Created 11-18-2016 09:47 PM
Yes it would be unencrypted on disc after the getSFTP. would os level encryption be an option? Then it will always be encrypted throughout.
Created 11-18-2016 10:08 PM
Thank you @Karthik Narayanan I am wondering what the best practices are, especially since NiFi was built by the NSA. How would they recommend? (Not sure if you can answer this, but I would have thought on disk encryption would be a more straightforward implementation).
Created 11-18-2016 10:16 PM
i am not sure wha the answer to that is. But , since nifi tracks provenance and lineage, it keeps a copy of the unencrypted file as it is the content of the original flow file , then when encrypted a new filefile is created with the encrypted content. When you decrypt, it reverts back to the original flow file and content. Basically encryption is something we did on a original file and needs to be tracked. May be some one from NiFi team can give a better answer
Created 11-19-2016 05:42 PM
I was able to find out that FlowFiles on disk are stored in a (human unreadable) binary format and thus there is little need to encrypt. They do appear as readable to someone viewing provenance -- but this can either be switched off or locked down by user role.
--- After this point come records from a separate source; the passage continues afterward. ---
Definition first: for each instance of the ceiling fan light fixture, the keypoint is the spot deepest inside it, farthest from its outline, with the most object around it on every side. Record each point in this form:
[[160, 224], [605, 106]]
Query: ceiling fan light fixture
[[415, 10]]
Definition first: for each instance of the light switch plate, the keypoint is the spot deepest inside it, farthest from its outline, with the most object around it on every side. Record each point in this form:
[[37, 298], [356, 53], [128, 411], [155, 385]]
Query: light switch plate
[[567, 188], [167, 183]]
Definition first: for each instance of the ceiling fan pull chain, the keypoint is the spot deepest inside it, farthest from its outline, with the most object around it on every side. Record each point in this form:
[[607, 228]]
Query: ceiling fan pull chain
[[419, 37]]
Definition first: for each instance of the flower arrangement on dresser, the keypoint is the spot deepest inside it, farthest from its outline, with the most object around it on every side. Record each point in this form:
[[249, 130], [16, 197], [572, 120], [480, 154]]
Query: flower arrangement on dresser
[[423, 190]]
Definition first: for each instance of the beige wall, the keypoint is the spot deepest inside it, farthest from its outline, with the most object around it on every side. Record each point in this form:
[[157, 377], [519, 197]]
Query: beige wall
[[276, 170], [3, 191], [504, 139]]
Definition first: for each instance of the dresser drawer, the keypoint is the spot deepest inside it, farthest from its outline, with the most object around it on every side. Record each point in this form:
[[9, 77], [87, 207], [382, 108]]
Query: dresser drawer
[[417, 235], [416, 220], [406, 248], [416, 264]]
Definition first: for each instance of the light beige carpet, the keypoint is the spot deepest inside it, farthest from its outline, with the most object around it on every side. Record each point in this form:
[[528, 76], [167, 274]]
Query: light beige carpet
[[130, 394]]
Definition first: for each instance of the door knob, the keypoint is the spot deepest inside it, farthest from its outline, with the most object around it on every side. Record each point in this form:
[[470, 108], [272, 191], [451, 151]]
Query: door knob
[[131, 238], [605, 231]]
Created 11-20-2016 04:03 AM
@Karthik is correct that the provenance, content, and flowfile repositories are stored on disk unencrypted. Current recommendations are to restrict access to said repositories using OS-level access control (e.g. POSIX) and to use encrypted storage volumes.
There is an existing security feature roadmap entry for transparent data encryption of the various repositories so that the values are never written to the file system in an unencrypted form. Obviously there are performance implications to take into consideration when developing this feature and an admin choosing to enable it.
Just because the repository format on disk is "human unreadable" binary does not preclude the security concerns here -- an arbitrary process with OS permission can read those files, and the serialization logic is open source.